Another idea should be Apple buying Sling Media and incorporate it with AppleTV.


----------



## lbj (Mar 10, 2008)

Sling and TiVo...one box for everything!


----------



## icemanjc (Mar 11, 2008)

TIVo would be good, Microsoft would be sweet, what is sling?


----------



## lbj (Mar 11, 2008)

Check out the link in Satcomer's reply. In short, access your own TV (and associated cable signal, recorded shows, etc) from anywhere in the world via internet.


----------



## icemanjc (Mar 11, 2008)

Thats sweet, how big is sling? I doubt they could get Adobe though, there very independant although they owe apple because thats the only reason why they got big.


----------



## g/re/p (Mar 12, 2008)

I think Apple should buy my house for twice its appraised value and then give me the money.


----------



## Qion (Mar 12, 2008)

I'd love for Apple to acquire either Adobe or Luxology. Adobe probably wouldn't fly in court, but Luxology is definitely a doable option. They're a small group of very smart and innovative people who have created a fantastic mainstream product that works beautifully on OS X.

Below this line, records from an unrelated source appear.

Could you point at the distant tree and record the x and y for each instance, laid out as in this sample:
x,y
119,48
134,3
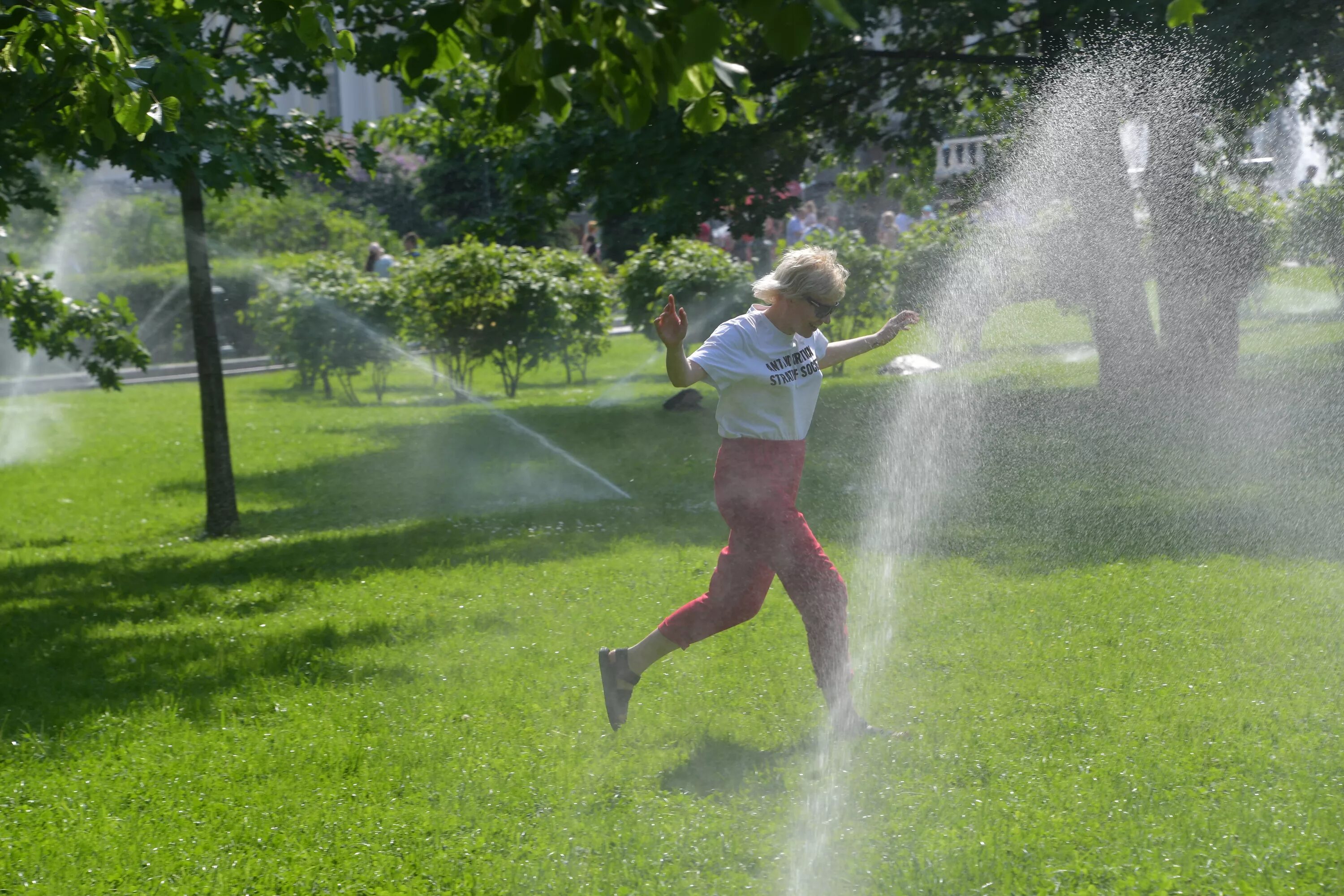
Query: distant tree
x,y
224,65
96,335
557,307
449,297
66,73
331,320
871,289
586,297
1316,228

Really, though, does anybody honestly believe that money isn't being used? It's great for both business deals and managing their share prices. It forces companies to play level with Apple, and it assures that they have a backup R&D powerhouse should a product line fail or a recession happen.


----------



## bbloke (Apr 23, 2008)

There is news that Apple has agreed to buy PA Semi, a chip manufacturer, at a cost of $278 million in cash.  As PA Semi specialize in low power chips, there's obvious speculation about usage in the iPhone or in iPods...


----------